20060109

Como el verderón


Verde oliváceo, pico fuerte y claro, franja en las alas y en la cola amarillenta, que en la hembra es más apagada, de porte algo más pequeño que el gorrión; así es el verderón. Lo conozco desde que un buen día le oí cantar su chuip bajo la sombra de las hojas de un nogal. Eran otros tiempos; por entonces en mi casa no entraba “El País” sino el “ABC”. Aquél ni siquiera había nacido, y este era el más civilizado de la dictadura, decían que era monárquico. Esos días estaba con el “ABC” y el libro de física y química encima de la pequeña mesa; bajo el nogal, peleándome con la ley de Boyle-Mariotte, a la sombra, con la luz deslumbrante del mes de julio, en La Poblachuela. Oyendo el reiterado golpe de la palanca de la noria, con el agua cayendo en la artesa, solo podía prestar atención al chuip,chuip del verderón. Atendiendo a sus nerviosos pero confiados movimientos en las ramas del árbol. La ley de Boyle Mariotte resultó nada más que una explicación culta del cuanto ocurre con las flatulencias de las judías: hablaba de la relación del espacio que ocupan los gases y la presión consecuente.

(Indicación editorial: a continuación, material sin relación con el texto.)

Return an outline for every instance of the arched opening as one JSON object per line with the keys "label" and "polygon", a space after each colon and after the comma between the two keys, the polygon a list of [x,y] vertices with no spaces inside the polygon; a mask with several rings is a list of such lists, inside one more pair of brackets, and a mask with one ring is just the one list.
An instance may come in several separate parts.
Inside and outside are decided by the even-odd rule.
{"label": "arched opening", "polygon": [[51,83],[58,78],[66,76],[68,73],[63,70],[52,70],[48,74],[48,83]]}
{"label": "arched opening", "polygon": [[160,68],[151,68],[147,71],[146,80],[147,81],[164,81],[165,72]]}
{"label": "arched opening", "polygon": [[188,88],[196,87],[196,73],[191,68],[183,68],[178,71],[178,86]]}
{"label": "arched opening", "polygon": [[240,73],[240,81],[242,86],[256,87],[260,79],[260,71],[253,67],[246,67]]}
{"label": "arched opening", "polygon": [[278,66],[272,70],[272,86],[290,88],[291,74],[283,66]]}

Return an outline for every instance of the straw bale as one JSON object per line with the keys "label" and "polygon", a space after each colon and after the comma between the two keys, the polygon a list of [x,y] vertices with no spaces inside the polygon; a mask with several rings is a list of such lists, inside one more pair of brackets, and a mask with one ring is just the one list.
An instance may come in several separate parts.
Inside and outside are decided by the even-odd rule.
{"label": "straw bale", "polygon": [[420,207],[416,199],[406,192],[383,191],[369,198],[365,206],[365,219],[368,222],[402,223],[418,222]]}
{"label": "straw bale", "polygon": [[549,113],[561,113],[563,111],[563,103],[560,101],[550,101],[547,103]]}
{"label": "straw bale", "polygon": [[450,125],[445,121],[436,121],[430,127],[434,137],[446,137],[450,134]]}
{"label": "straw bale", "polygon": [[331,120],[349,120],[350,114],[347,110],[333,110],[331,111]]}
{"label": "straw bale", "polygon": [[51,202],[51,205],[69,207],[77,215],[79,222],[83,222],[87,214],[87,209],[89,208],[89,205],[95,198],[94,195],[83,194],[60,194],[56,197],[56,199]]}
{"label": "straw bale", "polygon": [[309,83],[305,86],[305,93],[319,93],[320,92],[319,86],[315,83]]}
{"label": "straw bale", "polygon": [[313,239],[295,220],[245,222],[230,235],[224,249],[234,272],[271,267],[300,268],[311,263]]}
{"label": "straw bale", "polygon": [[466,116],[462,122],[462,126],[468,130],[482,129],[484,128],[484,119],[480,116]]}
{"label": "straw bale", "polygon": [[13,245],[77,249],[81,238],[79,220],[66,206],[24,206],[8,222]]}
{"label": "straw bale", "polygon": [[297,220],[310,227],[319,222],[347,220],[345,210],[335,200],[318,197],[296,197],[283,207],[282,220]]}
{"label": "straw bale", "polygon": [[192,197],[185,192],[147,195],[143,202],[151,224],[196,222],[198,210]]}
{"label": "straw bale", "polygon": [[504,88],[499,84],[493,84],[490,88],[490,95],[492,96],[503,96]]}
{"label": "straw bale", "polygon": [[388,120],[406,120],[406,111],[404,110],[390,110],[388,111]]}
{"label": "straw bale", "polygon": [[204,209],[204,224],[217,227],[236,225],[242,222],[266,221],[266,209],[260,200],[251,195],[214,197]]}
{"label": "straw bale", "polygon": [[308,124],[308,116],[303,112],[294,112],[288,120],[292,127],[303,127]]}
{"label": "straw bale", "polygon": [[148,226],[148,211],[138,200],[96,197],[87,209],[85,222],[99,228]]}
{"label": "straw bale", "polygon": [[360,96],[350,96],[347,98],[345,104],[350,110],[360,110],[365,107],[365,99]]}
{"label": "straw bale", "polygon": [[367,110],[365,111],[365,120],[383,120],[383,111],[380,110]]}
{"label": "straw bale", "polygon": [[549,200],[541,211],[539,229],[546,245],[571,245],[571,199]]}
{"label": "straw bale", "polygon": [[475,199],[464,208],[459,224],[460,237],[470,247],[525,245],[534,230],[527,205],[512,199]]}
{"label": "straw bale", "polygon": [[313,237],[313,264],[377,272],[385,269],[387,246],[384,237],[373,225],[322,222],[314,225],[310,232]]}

Si, los tiempos cambiaron. El ruido de la carretera de Puertollano, que antes era intermitente, y muy espaciado, ahora es constante. Ese es el sonido del progreso, como lo es que ya la noria solo está en la memoria. En el suelo, junto a la pozeta de riego de la alberca crecía el zacate, o hierba de limón, todos los años. Con ella conjuraba las sonrisas de mis tías cuando venían de visita. Su olor eran llave cierta para abrir voluntades. Las calenturas de los atardeceres se llevan mejor luego de haberse remojado en una alberca. El aliento de la huerta recién regada, alegra también a los verderones, que aprovechan para bajar a llevarse todo lo suyo.
Yo seguía al día siguiente con Gay-Lussac: su ley tenía algo que ver con la relación de los gases con la temperatura, que lleva a aumentar la presión. Bastante tenía yo con retener un poco todo aquello, sin dejar de poner mis sentidos en aquella explosión de la naturaleza que me llevaba a cumplir con la vida, como los verderones. Entendí a Gay-Lussac, cuando oí pasar a lo lejos el tren con su locomotora soltando el vapor con gran sofoco. Camino de Puertollano iba pitando sus dibujos en la lejanía, sobre inmensos rastrojos que se lucían en miles tonalidades de amarillo y ocres que languidecían con el sol declinando.
Todos los años seguí, durante algún tiempo, oyendo los chuip, chuip de los verderones, siempre con su quehacer diario, sobreviviendo, disfrutando de la vida, reproduciéndose. Haciendo de su nido, entrelazado, con sedosas y algodonosas fibras, entorno a un círculo perfecto, donde depositan sus huevos pequeños con unas apenas apreciables pintas. Lo soportaba un trenzado de ramas que sólidamente hace resistir a los vientos. Su canto, arrastra su parlamento como una llamada de sumo interés, terminando con un trino; en su vuelo toda una serie de armónicas y hermosas creaciones, propias de la perfección de un artista.
Los olmos se doblaron un día con el viento de la primera tormenta de agosto, el olor a tierra mojada avanzó la lluvia que vendría en enormes goterones que levantaban el fino polvo del camino, trillado por el paso de los carruajes. Yo, como los verderones, aguardaba en mi casa que comenzara el espectáculo. No tardaría en llegar. Broncos truenos, deslumbrantes rayos que quebraban el firmamento en rupturas apocalípticas y, después, una dulce calma que, cargada del oxígeno del ozono desprendido, nos llevó a todos a creer en la bondad del futuro día.
Es bueno seguir como los verderones, viviendo. Aunque parezca a veces que se hunde el mundo.